Smoker Box Closure

I searched the forum but didn't find what I was looking for so here goes.

Has anyone noticed that if the smoker box lid is not completely closed and almost sealed the smoking effect on the meat gets overpowering?  I have a wood stack with oak and I've smoked different meats with the exact same wood with wildly differing results as far as smoke flavor.  Some brisket comes out great, some comes out bitter.  The only thing I can find to be different is that when I place wood in the smoke box sometimes the roof of the smoke box would not seat all the way down because the wood might be slightly too tall for the roof to sit all the way down.  Is this a known "commandment"?  Thou shalt put smoke box lid all the way down or risk bitter meat?
 
I have had the lid held up/open just a tad on a few occasions but never noticed a serious difference in the smokiness of the meat. With the lid up/open more smoke can come out, more air in, maybe even combustion or possibly some of your wood may have been drier than others?
 
The only difference was whether the lid was up (maybe 1/4 inch) or not.  Otherwise the same wood cut from the same stock used within 2 or 3 weeks of each other.  Interesting but something I noticed when trying to put the wood in.  I even measure the woods weight to 5 oz.  It is Oak.  I use an Auber so I know the temp is being held at 225 for each smoke.  The only real variable is whether the lid is popped in my observation.

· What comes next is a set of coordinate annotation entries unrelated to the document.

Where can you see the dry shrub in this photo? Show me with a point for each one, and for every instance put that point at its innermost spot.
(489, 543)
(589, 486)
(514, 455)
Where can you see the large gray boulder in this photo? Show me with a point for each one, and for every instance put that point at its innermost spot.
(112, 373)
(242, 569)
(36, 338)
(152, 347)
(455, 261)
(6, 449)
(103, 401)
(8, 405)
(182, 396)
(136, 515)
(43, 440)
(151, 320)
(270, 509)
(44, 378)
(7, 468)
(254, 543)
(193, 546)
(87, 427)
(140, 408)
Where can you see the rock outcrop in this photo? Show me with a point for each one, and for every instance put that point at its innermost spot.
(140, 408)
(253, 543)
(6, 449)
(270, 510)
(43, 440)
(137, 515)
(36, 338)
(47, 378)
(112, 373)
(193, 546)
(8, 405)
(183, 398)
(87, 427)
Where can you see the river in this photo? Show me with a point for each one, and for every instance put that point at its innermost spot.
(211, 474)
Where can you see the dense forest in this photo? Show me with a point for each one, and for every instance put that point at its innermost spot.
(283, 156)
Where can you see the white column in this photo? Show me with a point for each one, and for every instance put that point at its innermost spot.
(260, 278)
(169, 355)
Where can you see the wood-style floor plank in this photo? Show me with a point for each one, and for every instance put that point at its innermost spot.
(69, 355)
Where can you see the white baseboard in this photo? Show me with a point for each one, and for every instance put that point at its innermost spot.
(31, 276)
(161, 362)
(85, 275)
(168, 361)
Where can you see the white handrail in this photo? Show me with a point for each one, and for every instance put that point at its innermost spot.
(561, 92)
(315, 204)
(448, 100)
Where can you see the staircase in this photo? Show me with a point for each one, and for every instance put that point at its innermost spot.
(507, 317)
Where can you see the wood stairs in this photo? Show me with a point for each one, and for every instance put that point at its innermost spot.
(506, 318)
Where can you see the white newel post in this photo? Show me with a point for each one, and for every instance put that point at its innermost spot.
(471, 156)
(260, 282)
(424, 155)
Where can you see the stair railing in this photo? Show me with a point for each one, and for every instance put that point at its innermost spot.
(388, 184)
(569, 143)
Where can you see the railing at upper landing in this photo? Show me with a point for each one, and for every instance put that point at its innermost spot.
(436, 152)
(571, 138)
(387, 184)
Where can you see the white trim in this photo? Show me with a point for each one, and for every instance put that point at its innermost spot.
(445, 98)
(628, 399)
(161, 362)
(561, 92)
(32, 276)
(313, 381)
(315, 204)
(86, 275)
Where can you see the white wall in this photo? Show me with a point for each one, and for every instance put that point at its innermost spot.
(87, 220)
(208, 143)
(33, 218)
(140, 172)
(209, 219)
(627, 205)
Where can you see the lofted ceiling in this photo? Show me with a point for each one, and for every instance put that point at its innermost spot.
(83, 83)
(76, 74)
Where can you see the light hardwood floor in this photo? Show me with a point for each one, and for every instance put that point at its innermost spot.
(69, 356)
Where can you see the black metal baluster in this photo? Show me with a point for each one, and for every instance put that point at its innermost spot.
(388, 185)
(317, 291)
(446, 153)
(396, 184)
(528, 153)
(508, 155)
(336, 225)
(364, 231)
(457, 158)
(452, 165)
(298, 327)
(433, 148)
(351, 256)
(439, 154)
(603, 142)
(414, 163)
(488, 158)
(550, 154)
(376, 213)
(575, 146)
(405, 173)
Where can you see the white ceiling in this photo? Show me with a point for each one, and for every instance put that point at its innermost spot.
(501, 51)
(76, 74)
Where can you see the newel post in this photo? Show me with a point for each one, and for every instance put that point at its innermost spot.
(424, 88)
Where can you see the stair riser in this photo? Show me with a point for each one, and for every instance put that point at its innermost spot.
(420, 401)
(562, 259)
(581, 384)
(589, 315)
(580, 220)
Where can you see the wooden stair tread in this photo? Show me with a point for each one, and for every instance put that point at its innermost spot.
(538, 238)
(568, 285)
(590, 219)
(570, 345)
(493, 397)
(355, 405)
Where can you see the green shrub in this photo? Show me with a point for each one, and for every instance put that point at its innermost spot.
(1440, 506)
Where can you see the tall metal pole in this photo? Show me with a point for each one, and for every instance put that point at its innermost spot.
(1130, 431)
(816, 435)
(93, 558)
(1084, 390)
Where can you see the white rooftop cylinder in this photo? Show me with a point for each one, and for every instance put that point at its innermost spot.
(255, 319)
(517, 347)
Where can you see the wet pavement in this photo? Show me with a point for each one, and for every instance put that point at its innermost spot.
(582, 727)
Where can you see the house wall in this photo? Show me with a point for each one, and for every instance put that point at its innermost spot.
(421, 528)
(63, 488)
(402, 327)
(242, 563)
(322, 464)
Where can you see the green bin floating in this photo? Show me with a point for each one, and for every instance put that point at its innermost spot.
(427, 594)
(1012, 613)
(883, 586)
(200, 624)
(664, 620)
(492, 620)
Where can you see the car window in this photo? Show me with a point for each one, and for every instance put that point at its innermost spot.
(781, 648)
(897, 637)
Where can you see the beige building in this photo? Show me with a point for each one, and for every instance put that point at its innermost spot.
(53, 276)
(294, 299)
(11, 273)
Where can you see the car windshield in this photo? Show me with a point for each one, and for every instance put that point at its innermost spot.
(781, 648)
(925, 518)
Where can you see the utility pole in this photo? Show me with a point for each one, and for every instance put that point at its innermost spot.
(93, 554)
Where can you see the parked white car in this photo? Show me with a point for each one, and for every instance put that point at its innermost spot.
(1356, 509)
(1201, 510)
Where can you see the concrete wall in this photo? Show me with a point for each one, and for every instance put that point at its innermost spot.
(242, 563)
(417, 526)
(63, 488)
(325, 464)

Anyone else experience this?
 
I am with David on this. My lid frequently is slightly open due to the size of the chunks. I can't say I ever notice a difference. Good luck
 
If my chunk is just a little too big, I split a piece off using a hammer and a dull chisel. I usually use 2 or 3 pieces of varying sizes per smoke anyway. Smaller piece gives off more smoke in the beginning, larger piece for sustained smoke. I don't like it if my lid doesn't close, but I also doubt if that is the cause of your different smoke tastes. I'm not sure of the source of your oak, but even if it comes from the same tree, different parts of the tree can be more or less dense than others, and will dry and burn differently.
 
Not sure if you still have this problem or if would even recall but per chance did you find ashes not charcoal in the smoker box when the food was bitter?  If yes then as Old Sarge indicated combustion which I have experienced first hand to cause bitter meat.
 
I wonder if the OP is using too much wood?
It doesn't take much.
Two walnut sized, or two or 3 index finger sized chunks do it for me.  More than that it seems to smokey (bitter).
 
How does the wood look post-smoke?  Do you end up with lumps of charcoal or do you end up with ashes?  Any correlation to good/bad flavor?

Having the box open a little would allow more airflow and thus a higher chance of combustion.